H-4 Visa and the H-4 EAD: Can an H-1B Spouse Work in the US?

Who qualifies for an H-4 dependent visa, when the spouse can get a work permit (EAD), how to apply, and the policy caveats Indian families should watch closely.

NRI Guide desk
NRI HeraldJuly 12, 2026
3 min read
H-4 Visa and H-4 EAD for NRI spouses: Family and documents

For thousands of Indian families, one spouse works on an H-1B while the other holds an H-4 dependent visa. The question that shapes the household's finances is a simple one: can the H-4 spouse work? The answer is yes, but only under specific conditions, and a 2025 change made renewals riskier.

What the H-4 visa is

H-4 is the dependent visa for the spouse and unmarried children under 21 of an H-1B holder (and some other H categories). It lets them live in the United States, study, get a driver's license and open bank accounts. On its own, however, H-4 does not permit employment.

The H-4 EAD work permit

A rule introduced in 2015 lets certain H-4 spouses apply for an Employment Authorization Document, or EAD. This is a work permit that allows any job, self-employment, or starting a business. It is the provision that lets many H-4 spouses build careers instead of putting them on hold.

Who qualifies for the EAD

The H-4 spouse is eligible only if the H-1B principal has reached a specific green-card milestone, one of:

  • An approved Form I-140 immigrant petition, or
  • An H-1B extension beyond the usual six-year limit under the AC21 law, which becomes available once the green-card process has been pending long enough

If the H-1B holder has not yet hit either milestone, the H-4 spouse cannot get the EAD.

How to apply

You file Form I-765 with USCIS, along with proof of the H-4 status and the H-1B's I-140 approval or AC21 eligibility. It can be filed together with the H-4 application or on its own. Processing times vary widely, so check the live estimate on the USCIS processing-times tool. You cannot legally start work until the EAD is approved and physically in your hands.

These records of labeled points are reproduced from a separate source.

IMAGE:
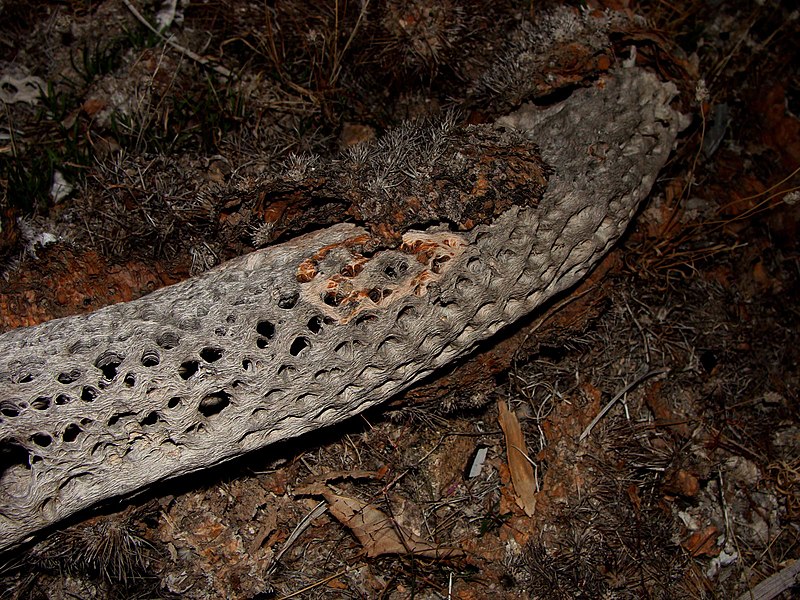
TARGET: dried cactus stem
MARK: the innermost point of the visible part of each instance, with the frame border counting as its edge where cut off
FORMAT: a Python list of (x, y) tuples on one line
[(305, 334)]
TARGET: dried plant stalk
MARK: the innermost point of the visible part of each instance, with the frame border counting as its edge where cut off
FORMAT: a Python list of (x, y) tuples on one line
[(305, 334)]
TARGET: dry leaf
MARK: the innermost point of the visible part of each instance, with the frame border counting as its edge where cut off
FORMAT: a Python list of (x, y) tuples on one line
[(376, 531), (521, 469)]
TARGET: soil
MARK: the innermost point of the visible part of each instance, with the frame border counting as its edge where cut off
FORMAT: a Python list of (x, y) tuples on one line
[(140, 164)]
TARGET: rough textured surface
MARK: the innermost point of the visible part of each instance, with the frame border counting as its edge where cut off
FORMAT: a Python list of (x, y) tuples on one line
[(308, 333), (418, 174)]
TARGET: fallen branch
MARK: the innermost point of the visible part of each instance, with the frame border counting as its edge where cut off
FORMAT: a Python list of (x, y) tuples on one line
[(307, 333)]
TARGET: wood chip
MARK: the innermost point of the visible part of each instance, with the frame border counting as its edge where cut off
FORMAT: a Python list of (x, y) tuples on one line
[(522, 476)]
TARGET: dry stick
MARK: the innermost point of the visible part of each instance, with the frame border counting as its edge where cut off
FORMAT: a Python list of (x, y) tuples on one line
[(185, 51), (613, 401), (775, 584), (300, 528)]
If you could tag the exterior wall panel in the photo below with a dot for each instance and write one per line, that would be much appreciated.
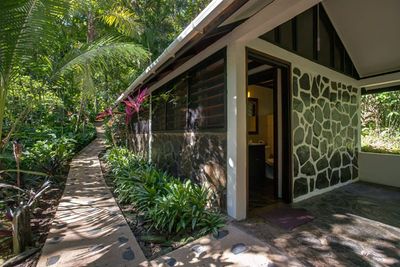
(325, 132)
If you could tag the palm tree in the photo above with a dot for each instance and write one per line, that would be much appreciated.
(26, 25)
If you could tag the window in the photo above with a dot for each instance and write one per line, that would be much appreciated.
(176, 105)
(207, 97)
(380, 121)
(305, 34)
(301, 33)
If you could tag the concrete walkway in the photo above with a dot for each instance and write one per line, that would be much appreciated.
(89, 228)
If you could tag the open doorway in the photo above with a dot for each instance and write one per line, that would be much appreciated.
(268, 131)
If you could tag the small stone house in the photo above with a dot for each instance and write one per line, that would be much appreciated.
(260, 99)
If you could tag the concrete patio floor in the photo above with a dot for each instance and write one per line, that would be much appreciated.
(356, 225)
(89, 228)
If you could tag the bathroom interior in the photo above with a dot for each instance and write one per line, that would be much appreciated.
(261, 134)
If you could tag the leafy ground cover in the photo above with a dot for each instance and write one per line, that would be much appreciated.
(164, 212)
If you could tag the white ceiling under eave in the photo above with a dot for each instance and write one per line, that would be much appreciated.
(370, 32)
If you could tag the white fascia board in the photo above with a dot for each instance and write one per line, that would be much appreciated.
(380, 81)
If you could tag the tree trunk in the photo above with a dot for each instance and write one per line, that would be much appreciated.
(91, 33)
(3, 95)
(22, 234)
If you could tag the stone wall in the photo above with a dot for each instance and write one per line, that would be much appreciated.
(325, 132)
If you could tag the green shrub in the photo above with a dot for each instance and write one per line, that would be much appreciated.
(167, 203)
(49, 155)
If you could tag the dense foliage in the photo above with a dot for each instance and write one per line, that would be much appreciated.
(169, 204)
(380, 122)
(61, 63)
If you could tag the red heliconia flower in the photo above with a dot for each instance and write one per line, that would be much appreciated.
(106, 113)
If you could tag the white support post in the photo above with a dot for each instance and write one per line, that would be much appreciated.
(236, 131)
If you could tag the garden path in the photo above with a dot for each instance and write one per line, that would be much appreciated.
(89, 228)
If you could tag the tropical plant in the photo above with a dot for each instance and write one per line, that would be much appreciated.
(170, 205)
(19, 204)
(24, 25)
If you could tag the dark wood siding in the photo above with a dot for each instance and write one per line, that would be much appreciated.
(193, 101)
(312, 35)
(207, 96)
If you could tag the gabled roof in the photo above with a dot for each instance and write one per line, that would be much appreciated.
(369, 29)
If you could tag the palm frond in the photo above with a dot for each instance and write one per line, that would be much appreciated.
(24, 26)
(123, 19)
(102, 55)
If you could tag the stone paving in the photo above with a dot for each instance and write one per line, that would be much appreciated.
(356, 225)
(89, 228)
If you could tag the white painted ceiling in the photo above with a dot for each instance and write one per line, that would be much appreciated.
(247, 10)
(370, 32)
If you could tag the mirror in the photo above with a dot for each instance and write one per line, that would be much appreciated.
(252, 115)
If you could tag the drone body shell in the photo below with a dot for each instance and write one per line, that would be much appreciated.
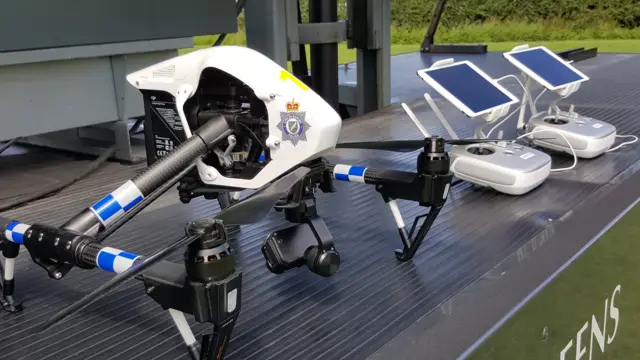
(302, 125)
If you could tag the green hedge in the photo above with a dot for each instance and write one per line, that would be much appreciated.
(580, 13)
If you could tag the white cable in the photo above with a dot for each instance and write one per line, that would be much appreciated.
(505, 119)
(526, 95)
(544, 90)
(635, 139)
(573, 152)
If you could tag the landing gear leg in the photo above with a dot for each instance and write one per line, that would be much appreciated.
(10, 252)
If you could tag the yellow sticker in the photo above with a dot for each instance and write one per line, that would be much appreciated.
(285, 75)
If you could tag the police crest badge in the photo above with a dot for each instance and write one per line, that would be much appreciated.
(292, 123)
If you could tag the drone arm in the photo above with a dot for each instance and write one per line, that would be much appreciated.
(429, 190)
(86, 252)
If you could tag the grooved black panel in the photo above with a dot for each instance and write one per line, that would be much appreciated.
(298, 315)
(36, 24)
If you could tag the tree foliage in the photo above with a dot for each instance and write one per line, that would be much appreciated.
(581, 13)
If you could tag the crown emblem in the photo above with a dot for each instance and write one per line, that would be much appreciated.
(293, 106)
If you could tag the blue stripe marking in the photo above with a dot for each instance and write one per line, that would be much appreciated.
(357, 170)
(132, 204)
(107, 207)
(105, 261)
(16, 237)
(127, 255)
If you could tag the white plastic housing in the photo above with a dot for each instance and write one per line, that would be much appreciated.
(272, 84)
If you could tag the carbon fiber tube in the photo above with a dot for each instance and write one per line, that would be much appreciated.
(110, 208)
(371, 176)
(186, 153)
(3, 224)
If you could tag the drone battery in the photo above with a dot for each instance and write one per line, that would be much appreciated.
(508, 168)
(163, 129)
(588, 137)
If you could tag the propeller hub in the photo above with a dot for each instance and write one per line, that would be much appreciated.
(212, 233)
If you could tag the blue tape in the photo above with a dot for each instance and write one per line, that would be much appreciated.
(107, 207)
(105, 261)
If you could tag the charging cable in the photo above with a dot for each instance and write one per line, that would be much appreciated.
(526, 94)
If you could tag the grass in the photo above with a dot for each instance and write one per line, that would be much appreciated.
(499, 36)
(622, 46)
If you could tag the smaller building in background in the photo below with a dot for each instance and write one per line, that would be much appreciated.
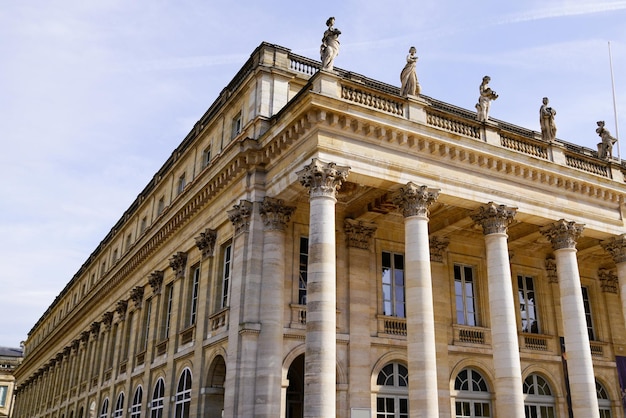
(10, 358)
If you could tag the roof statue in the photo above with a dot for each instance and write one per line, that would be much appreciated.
(408, 77)
(484, 100)
(605, 148)
(330, 45)
(546, 121)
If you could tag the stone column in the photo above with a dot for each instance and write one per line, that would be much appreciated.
(617, 248)
(414, 201)
(275, 215)
(563, 236)
(322, 180)
(361, 261)
(495, 220)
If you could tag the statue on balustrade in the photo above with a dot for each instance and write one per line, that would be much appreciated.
(546, 121)
(484, 100)
(605, 148)
(330, 45)
(408, 77)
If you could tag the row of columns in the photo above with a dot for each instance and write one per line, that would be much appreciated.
(323, 180)
(254, 347)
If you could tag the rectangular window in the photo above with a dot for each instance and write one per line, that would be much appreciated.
(527, 304)
(303, 270)
(236, 126)
(169, 293)
(3, 395)
(129, 325)
(160, 205)
(129, 241)
(226, 275)
(145, 336)
(393, 284)
(181, 184)
(588, 317)
(465, 295)
(193, 294)
(206, 157)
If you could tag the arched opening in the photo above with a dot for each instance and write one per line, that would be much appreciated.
(158, 399)
(472, 397)
(392, 398)
(295, 390)
(183, 395)
(214, 392)
(538, 398)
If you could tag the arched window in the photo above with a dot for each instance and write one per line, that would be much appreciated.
(183, 395)
(472, 395)
(104, 411)
(156, 405)
(119, 406)
(604, 402)
(538, 398)
(135, 409)
(392, 400)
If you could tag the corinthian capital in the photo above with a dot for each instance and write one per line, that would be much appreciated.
(562, 234)
(240, 215)
(495, 219)
(414, 200)
(275, 213)
(322, 179)
(616, 247)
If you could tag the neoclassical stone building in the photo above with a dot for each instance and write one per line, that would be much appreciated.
(319, 245)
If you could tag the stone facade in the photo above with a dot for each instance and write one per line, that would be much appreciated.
(319, 245)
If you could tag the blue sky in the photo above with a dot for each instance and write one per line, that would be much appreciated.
(95, 95)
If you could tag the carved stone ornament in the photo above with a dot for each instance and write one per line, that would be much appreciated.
(616, 247)
(107, 320)
(562, 234)
(206, 242)
(120, 307)
(359, 233)
(95, 328)
(608, 281)
(322, 179)
(136, 294)
(437, 248)
(495, 219)
(275, 213)
(178, 262)
(551, 270)
(156, 281)
(240, 216)
(414, 200)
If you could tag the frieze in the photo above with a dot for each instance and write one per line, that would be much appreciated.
(206, 242)
(359, 234)
(562, 234)
(240, 216)
(275, 213)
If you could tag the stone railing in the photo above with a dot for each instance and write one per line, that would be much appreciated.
(372, 100)
(391, 325)
(525, 146)
(464, 334)
(218, 320)
(452, 124)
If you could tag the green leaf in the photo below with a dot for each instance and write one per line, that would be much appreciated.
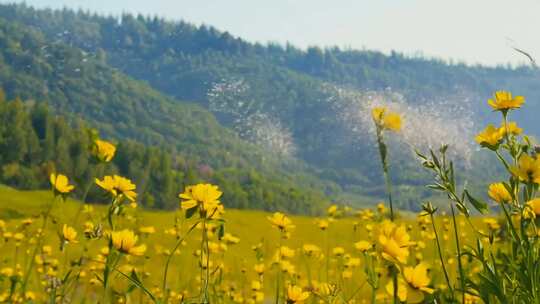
(479, 205)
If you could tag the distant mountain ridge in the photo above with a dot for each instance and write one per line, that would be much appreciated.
(285, 85)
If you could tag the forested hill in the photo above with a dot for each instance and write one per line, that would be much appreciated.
(284, 100)
(164, 144)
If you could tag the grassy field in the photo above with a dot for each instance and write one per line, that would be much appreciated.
(257, 245)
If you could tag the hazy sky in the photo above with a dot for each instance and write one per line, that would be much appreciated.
(474, 31)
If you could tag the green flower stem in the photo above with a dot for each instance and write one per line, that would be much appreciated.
(38, 244)
(441, 258)
(458, 248)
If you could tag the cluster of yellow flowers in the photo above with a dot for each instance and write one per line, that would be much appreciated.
(347, 256)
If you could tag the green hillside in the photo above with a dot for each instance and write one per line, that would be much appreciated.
(87, 92)
(86, 64)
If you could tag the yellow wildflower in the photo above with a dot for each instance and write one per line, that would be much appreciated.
(205, 196)
(69, 234)
(362, 246)
(418, 282)
(104, 150)
(503, 101)
(117, 185)
(532, 208)
(394, 241)
(60, 183)
(499, 193)
(281, 221)
(386, 120)
(490, 136)
(125, 240)
(295, 294)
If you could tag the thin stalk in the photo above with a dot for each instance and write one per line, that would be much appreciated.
(458, 247)
(278, 275)
(446, 277)
(38, 244)
(164, 285)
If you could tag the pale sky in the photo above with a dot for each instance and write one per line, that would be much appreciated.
(474, 31)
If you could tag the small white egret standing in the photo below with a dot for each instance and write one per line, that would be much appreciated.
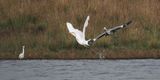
(79, 35)
(21, 55)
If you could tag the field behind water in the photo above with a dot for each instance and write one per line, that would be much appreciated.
(40, 25)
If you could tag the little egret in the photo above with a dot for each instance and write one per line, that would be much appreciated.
(21, 55)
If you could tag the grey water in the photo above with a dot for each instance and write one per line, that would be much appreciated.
(147, 69)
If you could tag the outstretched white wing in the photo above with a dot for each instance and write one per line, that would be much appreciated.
(85, 26)
(75, 32)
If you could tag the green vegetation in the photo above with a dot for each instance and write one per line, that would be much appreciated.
(41, 27)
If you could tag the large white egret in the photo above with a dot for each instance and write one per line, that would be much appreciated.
(79, 35)
(21, 55)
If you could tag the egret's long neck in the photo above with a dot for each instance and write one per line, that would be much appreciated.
(23, 50)
(84, 30)
(84, 27)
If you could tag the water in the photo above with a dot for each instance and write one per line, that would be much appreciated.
(80, 69)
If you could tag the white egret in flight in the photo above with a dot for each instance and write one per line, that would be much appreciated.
(21, 55)
(79, 35)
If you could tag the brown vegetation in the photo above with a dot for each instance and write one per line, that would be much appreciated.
(40, 25)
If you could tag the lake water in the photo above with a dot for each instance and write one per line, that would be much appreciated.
(148, 69)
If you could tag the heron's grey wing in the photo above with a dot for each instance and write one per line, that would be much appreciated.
(100, 35)
(121, 26)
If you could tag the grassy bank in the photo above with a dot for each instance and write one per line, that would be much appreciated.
(41, 27)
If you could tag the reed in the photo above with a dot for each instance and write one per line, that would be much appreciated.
(41, 27)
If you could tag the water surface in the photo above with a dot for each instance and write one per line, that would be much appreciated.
(80, 69)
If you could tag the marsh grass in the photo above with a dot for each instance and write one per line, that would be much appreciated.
(41, 27)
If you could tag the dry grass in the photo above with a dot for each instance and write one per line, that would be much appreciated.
(40, 25)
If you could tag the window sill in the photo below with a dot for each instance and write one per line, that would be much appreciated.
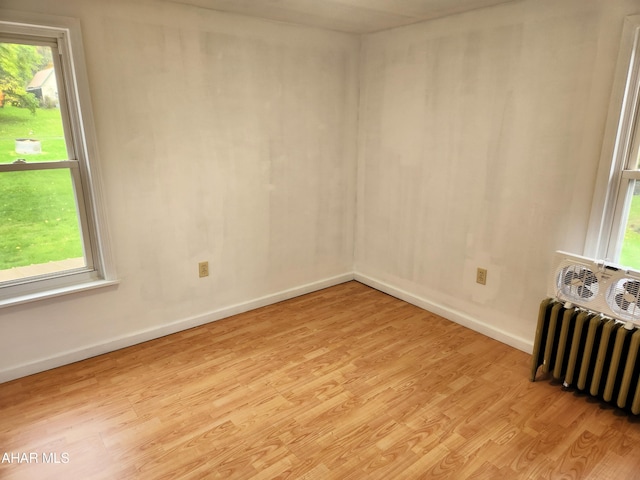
(56, 292)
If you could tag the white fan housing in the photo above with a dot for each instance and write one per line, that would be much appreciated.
(598, 286)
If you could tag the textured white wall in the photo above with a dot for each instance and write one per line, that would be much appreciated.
(479, 144)
(221, 138)
(234, 140)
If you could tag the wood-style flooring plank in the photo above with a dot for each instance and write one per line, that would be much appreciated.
(344, 383)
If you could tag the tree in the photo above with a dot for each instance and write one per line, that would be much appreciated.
(18, 65)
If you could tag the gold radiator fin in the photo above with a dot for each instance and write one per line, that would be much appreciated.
(575, 347)
(589, 352)
(629, 368)
(551, 334)
(607, 328)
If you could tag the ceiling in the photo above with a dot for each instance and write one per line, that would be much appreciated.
(351, 16)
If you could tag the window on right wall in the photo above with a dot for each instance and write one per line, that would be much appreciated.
(616, 212)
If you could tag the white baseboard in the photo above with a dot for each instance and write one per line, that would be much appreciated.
(145, 335)
(448, 313)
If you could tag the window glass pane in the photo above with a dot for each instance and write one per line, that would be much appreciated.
(630, 253)
(39, 229)
(31, 125)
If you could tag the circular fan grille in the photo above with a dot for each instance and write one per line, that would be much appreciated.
(578, 282)
(624, 298)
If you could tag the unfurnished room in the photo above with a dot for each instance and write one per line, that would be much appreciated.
(319, 239)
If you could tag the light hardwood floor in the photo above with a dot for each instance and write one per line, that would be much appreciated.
(345, 383)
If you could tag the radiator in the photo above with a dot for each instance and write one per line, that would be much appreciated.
(589, 352)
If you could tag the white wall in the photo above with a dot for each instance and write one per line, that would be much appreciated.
(233, 140)
(221, 138)
(479, 142)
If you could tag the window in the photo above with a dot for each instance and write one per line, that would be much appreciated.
(51, 232)
(616, 217)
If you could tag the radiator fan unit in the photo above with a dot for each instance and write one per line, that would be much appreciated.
(623, 297)
(597, 286)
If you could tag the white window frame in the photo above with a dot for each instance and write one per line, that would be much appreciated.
(82, 160)
(616, 175)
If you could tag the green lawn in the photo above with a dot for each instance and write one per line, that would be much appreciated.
(38, 219)
(630, 255)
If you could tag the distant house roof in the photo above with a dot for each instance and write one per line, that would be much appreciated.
(40, 78)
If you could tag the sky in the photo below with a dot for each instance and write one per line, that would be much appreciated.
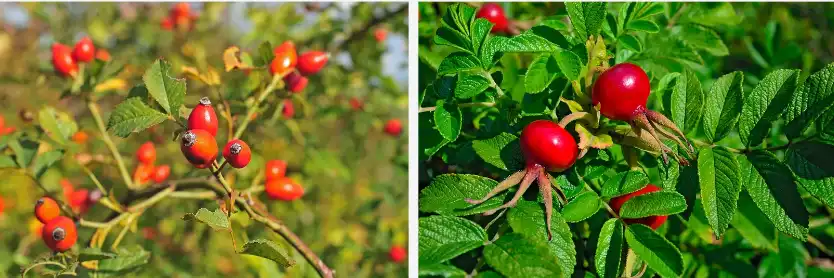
(392, 59)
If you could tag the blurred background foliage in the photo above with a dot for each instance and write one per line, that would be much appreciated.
(354, 175)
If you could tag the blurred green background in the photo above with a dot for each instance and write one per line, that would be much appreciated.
(354, 175)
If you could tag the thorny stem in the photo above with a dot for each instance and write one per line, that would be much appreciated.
(112, 147)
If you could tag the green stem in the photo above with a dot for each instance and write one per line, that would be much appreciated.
(112, 147)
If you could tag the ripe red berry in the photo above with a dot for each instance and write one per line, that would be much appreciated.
(397, 254)
(199, 147)
(296, 82)
(62, 60)
(284, 189)
(652, 221)
(288, 110)
(46, 209)
(237, 153)
(547, 144)
(59, 234)
(275, 169)
(161, 173)
(203, 117)
(380, 34)
(393, 127)
(495, 14)
(285, 59)
(146, 154)
(84, 50)
(622, 91)
(311, 62)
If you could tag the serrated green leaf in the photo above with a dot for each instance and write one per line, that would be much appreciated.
(515, 256)
(811, 163)
(163, 87)
(502, 151)
(654, 203)
(753, 224)
(267, 249)
(764, 104)
(442, 238)
(216, 219)
(447, 117)
(701, 37)
(609, 249)
(660, 254)
(723, 105)
(470, 85)
(58, 125)
(527, 219)
(570, 64)
(447, 195)
(718, 174)
(771, 185)
(687, 101)
(643, 25)
(542, 71)
(624, 183)
(133, 115)
(586, 17)
(458, 61)
(810, 101)
(630, 42)
(582, 207)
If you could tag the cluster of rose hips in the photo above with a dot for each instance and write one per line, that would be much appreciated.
(278, 186)
(295, 68)
(5, 130)
(59, 232)
(146, 170)
(180, 15)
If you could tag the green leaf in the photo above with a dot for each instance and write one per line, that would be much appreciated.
(267, 249)
(655, 203)
(458, 61)
(542, 71)
(701, 37)
(216, 219)
(440, 270)
(764, 104)
(527, 218)
(447, 117)
(570, 64)
(502, 151)
(582, 207)
(723, 105)
(447, 195)
(624, 183)
(516, 256)
(586, 17)
(58, 125)
(771, 185)
(810, 101)
(93, 254)
(470, 85)
(643, 25)
(687, 101)
(609, 249)
(753, 224)
(164, 88)
(660, 254)
(442, 238)
(630, 42)
(811, 163)
(718, 174)
(133, 115)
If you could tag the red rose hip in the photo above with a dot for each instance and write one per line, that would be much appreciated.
(203, 117)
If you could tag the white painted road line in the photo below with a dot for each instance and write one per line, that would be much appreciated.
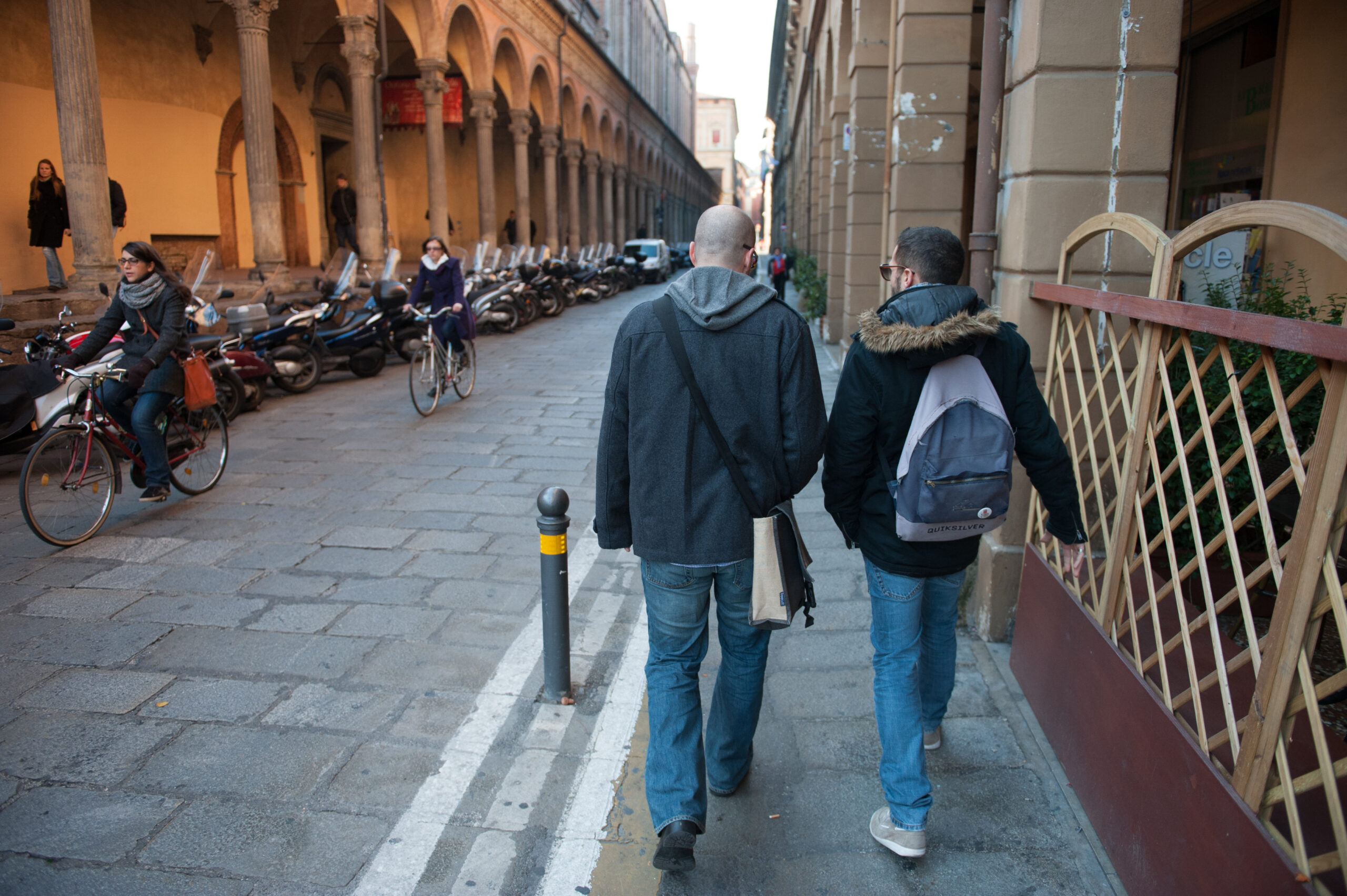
(399, 864)
(581, 830)
(488, 863)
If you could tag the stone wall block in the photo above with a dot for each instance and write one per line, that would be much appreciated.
(931, 89)
(1064, 34)
(1039, 213)
(1155, 37)
(1061, 122)
(930, 188)
(934, 39)
(1148, 115)
(931, 139)
(1030, 314)
(865, 177)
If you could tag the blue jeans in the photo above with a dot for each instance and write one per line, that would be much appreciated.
(56, 274)
(912, 631)
(678, 767)
(140, 421)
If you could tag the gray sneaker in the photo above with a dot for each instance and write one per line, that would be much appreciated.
(910, 844)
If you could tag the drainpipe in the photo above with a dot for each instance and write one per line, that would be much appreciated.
(982, 240)
(379, 114)
(886, 237)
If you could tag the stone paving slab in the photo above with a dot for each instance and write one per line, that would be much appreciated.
(66, 822)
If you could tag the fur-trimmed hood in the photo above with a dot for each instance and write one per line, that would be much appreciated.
(927, 318)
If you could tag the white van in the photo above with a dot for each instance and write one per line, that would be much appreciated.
(652, 256)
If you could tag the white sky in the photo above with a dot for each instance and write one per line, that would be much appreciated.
(735, 53)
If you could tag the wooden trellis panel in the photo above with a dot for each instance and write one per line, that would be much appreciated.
(1215, 519)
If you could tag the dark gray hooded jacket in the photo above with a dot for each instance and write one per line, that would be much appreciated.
(662, 486)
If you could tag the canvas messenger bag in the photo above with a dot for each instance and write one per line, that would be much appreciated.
(782, 581)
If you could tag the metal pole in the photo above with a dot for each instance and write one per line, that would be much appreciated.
(982, 240)
(552, 505)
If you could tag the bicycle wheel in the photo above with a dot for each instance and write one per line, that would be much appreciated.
(198, 448)
(467, 375)
(66, 487)
(426, 382)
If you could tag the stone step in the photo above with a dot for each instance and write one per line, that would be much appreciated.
(47, 305)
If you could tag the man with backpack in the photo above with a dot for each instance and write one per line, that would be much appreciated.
(935, 395)
(666, 492)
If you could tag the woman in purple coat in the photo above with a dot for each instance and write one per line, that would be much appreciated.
(442, 274)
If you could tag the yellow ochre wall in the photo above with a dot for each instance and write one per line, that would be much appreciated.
(1309, 164)
(162, 112)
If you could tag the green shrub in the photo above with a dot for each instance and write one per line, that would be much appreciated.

Renewals now carry a real gap risk

This is the change to watch. The automatic extension that used to let H-4 EAD holders keep working while a timely renewal was pending was eliminated for renewals filed on or after October 30, 2025. For those filings there is no bridge: when the EAD expires, you must stop working until the new card is approved and received. File the renewal as early as you are allowed, and do not assume you can keep working past the expiry date.

The policy caveat

The H-4 EAD program itself remains in effect as of mid-2026, though it has long been the target of proposals to rescind it. No final rescission has been implemented, but because that could change through rulemaking, verify the latest position on the USCIS website or with an immigration attorney before making career or financial decisions around it.

Practical tips

  • Keep copies of the H-1B holder's I-140 approval notice; it is the key qualifying document
  • Track the expiry dates for the H-1B, the H-4 and the EAD together, and renew at the earliest date
  • Because there is no automatic extension for new filings, plan for the possibility of a work pause and talk to your employer early

The bottom line

The H-4 EAD still lets many Indian spouses work while the family waits out the green-card queue, but late-2025 rules mean a lapse now stops work with no cushion. Confirm current eligibility, timing and the program's status at uscis.gov, and consider professional advice for your situation.